Episode 59 with David Shields

We're opening 2024 with our chat with David Shields: David is the internationally bestselling author of twenty-five books, including Reality Hunger (which, in 2020, Lit Hub named one of the most important books of the past decade), The Thing About Life Is That One Day You’ll Be Dead (New York Times bestseller), Black Planet: Facing Race During an NBA Season (finalist for the National Book Critics Circle Award and PEN USA Award), Remote: Reflections on Life in the Shadow of Celebrity (PEN/Revson Award), and Other People: Takes & Mistakes (NYTBR Editors’ Choice). The Very Last Interview was published by New York Review Books in 2022.

The recipient of a Guggenheim fellowship, two NEA fellowships, and a New York Foundation for the Arts fellowship, Shields—a senior contributing editor of Conjunctions—has published essays and stories in the New York Times Magazine, Harper’s, Esquire, Yale Review, Salon, Slate, Tin House, A Public Space, McSweeney’s, Believer, Huffington Post, Los Angeles Review of Books, and Best American Essays. His work has been translated into two dozen languages.

The film adaptation of I Think You’re Totally Wrong: A Quarrel, which Shields co-wrote and co-stars in, was released in 2017 (available on Vudu). Shields wrote, produced, and directed Lynch: A History, a 2019 documentary about Marshawn Lynch’s use of silence, echo, and mimicry as key tools of resistance (streaming on Prime Video, Peacock, AMC, Sundance Now, Apple TV, Tubi, Kanopy, Google Play, and YouTube). 

In June 2023, I’ll Show You Mine, a feature film that Shields co-wrote and was produced by Mark and Jay Duplass, was released theatrically nation-wide and distributed digitally on Prime Video, iTunes, YouTube, Google Play, Vudu, and Vimeo. A new film, How We Got Here, which Shields wrote and directed and which argues that Melville plus Nietzsche divided by the square root of (Allan) Bloom times Žižek (squared) equals Bannon, is streaming now on Tubi, OTT Studio, and Cineverse; the companion volume is forthcoming in January 2024.

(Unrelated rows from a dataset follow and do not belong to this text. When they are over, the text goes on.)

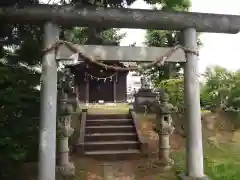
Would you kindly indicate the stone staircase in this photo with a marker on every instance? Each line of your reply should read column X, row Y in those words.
column 109, row 136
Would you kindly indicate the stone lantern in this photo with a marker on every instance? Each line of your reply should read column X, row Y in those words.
column 164, row 128
column 65, row 130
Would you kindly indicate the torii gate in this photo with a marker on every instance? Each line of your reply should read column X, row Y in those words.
column 189, row 23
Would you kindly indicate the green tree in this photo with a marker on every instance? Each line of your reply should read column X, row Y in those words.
column 217, row 88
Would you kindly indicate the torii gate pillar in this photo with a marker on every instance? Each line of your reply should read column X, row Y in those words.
column 47, row 146
column 194, row 149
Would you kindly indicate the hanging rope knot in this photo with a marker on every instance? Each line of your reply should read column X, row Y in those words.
column 160, row 61
column 186, row 50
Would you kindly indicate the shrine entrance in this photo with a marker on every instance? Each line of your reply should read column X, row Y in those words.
column 101, row 90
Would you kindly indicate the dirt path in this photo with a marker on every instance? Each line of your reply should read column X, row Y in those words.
column 118, row 171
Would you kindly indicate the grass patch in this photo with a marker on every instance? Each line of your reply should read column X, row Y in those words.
column 219, row 163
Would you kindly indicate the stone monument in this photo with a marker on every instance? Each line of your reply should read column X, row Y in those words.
column 164, row 128
column 144, row 99
column 65, row 111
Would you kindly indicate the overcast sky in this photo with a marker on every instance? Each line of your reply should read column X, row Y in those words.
column 218, row 49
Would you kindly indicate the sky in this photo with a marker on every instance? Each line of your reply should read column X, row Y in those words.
column 218, row 49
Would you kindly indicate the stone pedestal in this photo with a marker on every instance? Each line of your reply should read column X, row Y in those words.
column 145, row 100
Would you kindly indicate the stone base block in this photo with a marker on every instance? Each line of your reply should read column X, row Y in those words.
column 184, row 177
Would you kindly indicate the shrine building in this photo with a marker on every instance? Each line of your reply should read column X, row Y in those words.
column 94, row 83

The text of the passage that David reads out in this episode is as follows:

When a “colleague” asked if I have “any sort of tried-and-true compositional methodology when it comes to literary collage,” I found myself emailing back, in about five minutes, this curiously complete summary: “I’ll stumble into a metaphor that in my grandiosity I think explains the universe, at least for me, at least for the moment. Some large subject will represent for me a personal, cultural, and human ‘crisis’: something about which I’m confused, ambivalent, embarrassed, ashamed, excited. I’ll then ‘shoot a lot of film’—gather hundreds or even thousands of pages over years, sometimes over decades. Just stuff: stuff I’ve read, old stuff I wrote, new stuff I’m writing, emails from friends, research, etc., all of which puts ‘pressure’ on the ‘material’ (some supposedly enormous subject). I won’t really know what I want to say about it. I just know it’s tugging at me and I need to explore it and I’ve convinced myself I have something or other to add to the conversation. 

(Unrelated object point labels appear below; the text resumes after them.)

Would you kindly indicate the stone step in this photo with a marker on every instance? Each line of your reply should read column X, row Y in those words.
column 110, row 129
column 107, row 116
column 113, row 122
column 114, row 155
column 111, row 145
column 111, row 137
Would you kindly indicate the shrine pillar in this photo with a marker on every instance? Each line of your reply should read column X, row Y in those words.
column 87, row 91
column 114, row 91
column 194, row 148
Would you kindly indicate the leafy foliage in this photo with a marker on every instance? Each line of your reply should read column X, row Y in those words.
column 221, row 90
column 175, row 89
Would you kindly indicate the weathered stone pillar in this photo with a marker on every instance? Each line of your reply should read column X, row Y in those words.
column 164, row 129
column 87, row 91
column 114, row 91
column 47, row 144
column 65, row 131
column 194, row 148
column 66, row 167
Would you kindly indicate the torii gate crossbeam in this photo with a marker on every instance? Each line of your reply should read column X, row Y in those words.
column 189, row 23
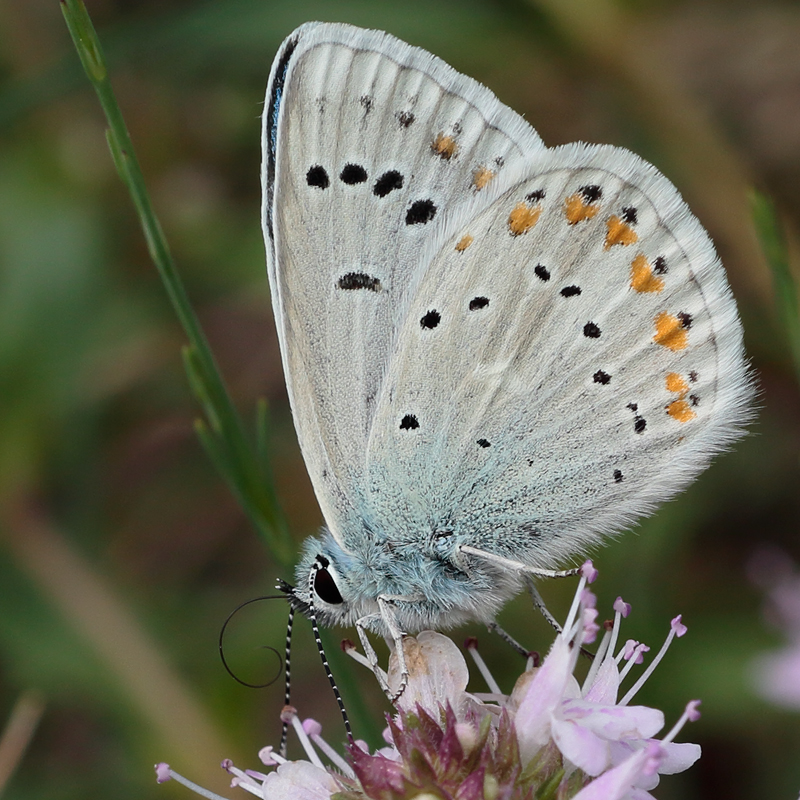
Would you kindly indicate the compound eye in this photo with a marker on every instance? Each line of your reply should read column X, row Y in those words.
column 325, row 587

“At a certain point, I’ll no longer be surprised by shooting more film. It will all be telling me the same thing. So I’ll stop and read and reread and reread what I have. Often the page count goes down very quickly—from, say 3,000 pages to, say,1000, then 500, then 300, then 140. At 140, maybe it’s a book. No literary collage can be longer than 120 pages. (Joke.) (Sort of.)

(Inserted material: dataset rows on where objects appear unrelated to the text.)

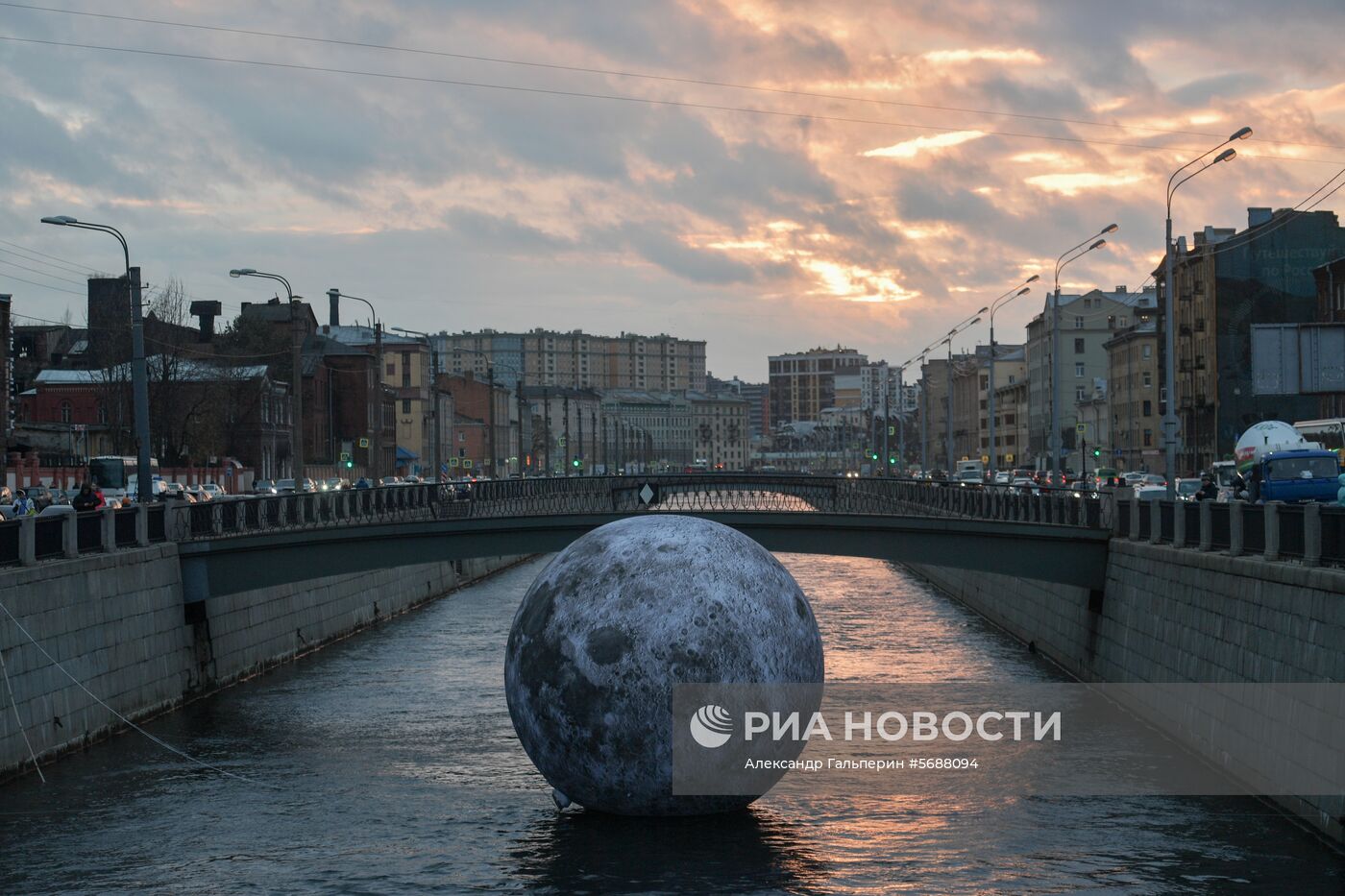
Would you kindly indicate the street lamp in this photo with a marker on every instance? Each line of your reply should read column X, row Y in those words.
column 298, row 362
column 433, row 395
column 1170, row 424
column 138, row 375
column 1055, row 339
column 376, row 400
column 952, row 332
column 1002, row 301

“To mix metaphors: you’re getting rid of all the dross, all the easy things, all the obvious things. You keep only what scares you. Then you start pouring the paragraphs you like into different thematic silos, different rubrics. And you organize each of these rubrics so that each of these silos or rubrics or holding tanks has its own trajectory. Each one is in a way its own mini-essay. Then you arrange the silos either vertically or horizontally. I.e., as consecutive chapters going downward—as, say, Jean Toomer does in Cane (I think of that as vertical)—or you arrange it horizontally—across space—as, say, Amy Fusselman does in The Pharmacist’s Mate. Basically, it’s either AAAAA, BBBBB, CCCC, DDDDD or A/B/C/D/A/E/B/B/D/B/C/A/D. Easiest thing in the world (nothing is more difficult and more beautiful).”